The U.S. spends $2.5 trillion a year on healthcare costs. We have very quickly become numb to the incomprehensibility of a trillion dollars. That’s $2,500,000,000,000. That’s 2,500 billion dollars. That’s 16% of the gross national product. It’s twice as much as the average amount other countries spend, but are we twice as healthy as the rest of the world? The answer is no.
And it’s just going to get worse in 2011 when the baby boomers storm Medicare. It has been estimated that Medicare has $30 to $40 trillion in unfunded liabilities. Where is that money going to come from? I imagine there will be printing presses involved but I for one do not intend to entrust my future health to that system.
Of course, it is a complete misnomer to call it a “healthcare” system in the first place. In fact, what we have is a disease management system focusing on pigeon-holing symptoms and then slicing or drugging them into submission.

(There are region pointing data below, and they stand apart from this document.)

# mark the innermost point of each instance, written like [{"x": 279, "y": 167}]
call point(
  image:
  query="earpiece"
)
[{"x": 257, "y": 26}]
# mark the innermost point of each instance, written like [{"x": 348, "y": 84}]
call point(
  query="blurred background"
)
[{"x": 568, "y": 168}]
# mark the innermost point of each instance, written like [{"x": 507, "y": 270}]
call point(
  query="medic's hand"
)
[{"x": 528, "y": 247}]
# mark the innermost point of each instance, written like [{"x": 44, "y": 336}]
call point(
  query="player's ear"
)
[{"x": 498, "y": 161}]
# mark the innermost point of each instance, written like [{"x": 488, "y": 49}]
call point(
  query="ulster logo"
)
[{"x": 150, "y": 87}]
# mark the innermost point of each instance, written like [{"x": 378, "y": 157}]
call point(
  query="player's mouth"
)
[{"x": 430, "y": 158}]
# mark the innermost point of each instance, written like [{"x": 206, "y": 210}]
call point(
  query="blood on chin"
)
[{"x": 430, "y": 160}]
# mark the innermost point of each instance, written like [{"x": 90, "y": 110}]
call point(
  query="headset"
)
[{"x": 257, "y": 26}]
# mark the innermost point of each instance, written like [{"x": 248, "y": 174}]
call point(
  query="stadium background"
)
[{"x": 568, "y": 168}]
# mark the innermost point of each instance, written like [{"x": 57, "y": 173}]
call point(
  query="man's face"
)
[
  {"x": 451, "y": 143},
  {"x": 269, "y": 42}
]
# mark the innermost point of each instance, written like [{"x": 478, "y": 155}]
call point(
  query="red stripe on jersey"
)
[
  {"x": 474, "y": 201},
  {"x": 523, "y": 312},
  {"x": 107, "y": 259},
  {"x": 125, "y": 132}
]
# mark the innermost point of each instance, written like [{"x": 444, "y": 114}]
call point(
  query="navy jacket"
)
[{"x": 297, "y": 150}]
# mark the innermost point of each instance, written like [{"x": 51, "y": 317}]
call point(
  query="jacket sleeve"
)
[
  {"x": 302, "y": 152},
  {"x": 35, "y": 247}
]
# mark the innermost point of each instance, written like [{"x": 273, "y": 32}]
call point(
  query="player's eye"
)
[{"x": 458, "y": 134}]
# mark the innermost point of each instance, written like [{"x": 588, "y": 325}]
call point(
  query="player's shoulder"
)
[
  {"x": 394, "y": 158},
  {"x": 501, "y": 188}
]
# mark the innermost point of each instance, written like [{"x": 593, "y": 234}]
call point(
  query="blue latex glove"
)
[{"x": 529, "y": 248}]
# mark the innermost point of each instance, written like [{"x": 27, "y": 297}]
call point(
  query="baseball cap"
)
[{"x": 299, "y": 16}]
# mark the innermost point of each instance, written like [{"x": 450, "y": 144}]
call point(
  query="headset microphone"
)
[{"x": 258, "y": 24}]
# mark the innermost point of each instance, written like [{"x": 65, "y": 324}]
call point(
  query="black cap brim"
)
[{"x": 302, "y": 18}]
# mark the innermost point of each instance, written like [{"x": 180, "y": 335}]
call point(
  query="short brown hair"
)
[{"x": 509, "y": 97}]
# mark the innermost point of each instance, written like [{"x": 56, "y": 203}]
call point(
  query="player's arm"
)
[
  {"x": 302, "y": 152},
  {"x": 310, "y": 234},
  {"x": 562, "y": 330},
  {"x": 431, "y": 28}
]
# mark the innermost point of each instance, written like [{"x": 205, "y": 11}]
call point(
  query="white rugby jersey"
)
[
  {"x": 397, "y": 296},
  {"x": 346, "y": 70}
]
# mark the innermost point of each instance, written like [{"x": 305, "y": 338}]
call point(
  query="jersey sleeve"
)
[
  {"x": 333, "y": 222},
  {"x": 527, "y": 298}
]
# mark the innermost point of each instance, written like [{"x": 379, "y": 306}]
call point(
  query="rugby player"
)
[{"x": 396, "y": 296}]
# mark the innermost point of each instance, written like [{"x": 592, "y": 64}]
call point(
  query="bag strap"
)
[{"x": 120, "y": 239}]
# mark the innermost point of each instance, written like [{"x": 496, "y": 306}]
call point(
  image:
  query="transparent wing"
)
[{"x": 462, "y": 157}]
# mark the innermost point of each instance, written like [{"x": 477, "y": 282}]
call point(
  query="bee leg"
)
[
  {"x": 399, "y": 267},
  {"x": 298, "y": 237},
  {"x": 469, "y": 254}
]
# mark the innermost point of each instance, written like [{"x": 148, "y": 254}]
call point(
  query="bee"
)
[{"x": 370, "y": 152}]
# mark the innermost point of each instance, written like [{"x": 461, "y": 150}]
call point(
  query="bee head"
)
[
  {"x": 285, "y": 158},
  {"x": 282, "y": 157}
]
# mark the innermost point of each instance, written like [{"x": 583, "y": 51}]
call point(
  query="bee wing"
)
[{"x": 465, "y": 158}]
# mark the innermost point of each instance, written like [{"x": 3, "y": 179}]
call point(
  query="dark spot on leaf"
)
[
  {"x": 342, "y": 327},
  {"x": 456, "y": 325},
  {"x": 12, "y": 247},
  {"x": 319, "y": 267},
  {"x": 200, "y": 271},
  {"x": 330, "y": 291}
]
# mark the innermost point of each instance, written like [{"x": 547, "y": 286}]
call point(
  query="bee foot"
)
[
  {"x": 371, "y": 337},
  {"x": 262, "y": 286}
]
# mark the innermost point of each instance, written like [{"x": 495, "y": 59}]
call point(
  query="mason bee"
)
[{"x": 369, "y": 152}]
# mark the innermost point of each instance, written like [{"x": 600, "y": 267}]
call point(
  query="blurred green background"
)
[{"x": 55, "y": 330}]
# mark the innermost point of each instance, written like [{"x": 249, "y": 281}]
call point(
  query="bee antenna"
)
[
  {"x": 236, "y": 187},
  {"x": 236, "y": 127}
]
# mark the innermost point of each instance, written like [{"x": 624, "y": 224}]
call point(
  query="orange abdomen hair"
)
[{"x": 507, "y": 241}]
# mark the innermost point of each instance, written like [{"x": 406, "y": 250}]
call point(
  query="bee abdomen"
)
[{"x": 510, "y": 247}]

Very few resources in the system are dedicated to supporting people in cultivating good health practices.
According to David Katz, M.D., Associate Professor of Public Health at Yale University School of Medicine and Director of its Prevention Research Center, the four leading causes of death in the U.S. are heart disease, cancer, stroke and diabetes. Fully 50% of those deaths are rooted in tobacco use, poor diet and insufficient physical activity. Lifestyle, not the medical system, determines the health of the nation. There is now a clear consensus among doctors practicing preventative medicine that food alone can reduce diabetes by 90%, cardiac heart disease by 80% and cancer by 60%. Yet there is virtually no funding for disease prevention through nutrition and lifestyle. How about making kale tax deductible?
It’s been proven that prevention translates not only to lives saved but to costs saved. Dr. Mark Hyman sees billions in medical savings through the addition of a few dietary supplements that cost pennies a day. He cites a study by the Lewin Group which found that the addition of calcium and vitamin D to the diets of Medicare participants would save the system $16.1 billion in costs related to osteoporosis over a 5 year period, and the addition of omega-3 fatty acid supplements would save an additional $3.2 billion associated with heart disease over the same period.
When will your insurance company and the government catch on? Don’t hold your breath. Instead, create your own health insurance plan by making healthy nutrition and lifestyle changes and avoiding the disease management system at all costs. Think of the money you spend on the gym, organic fruits and vegetables, and dietary supplements as the real premium insuring your good health.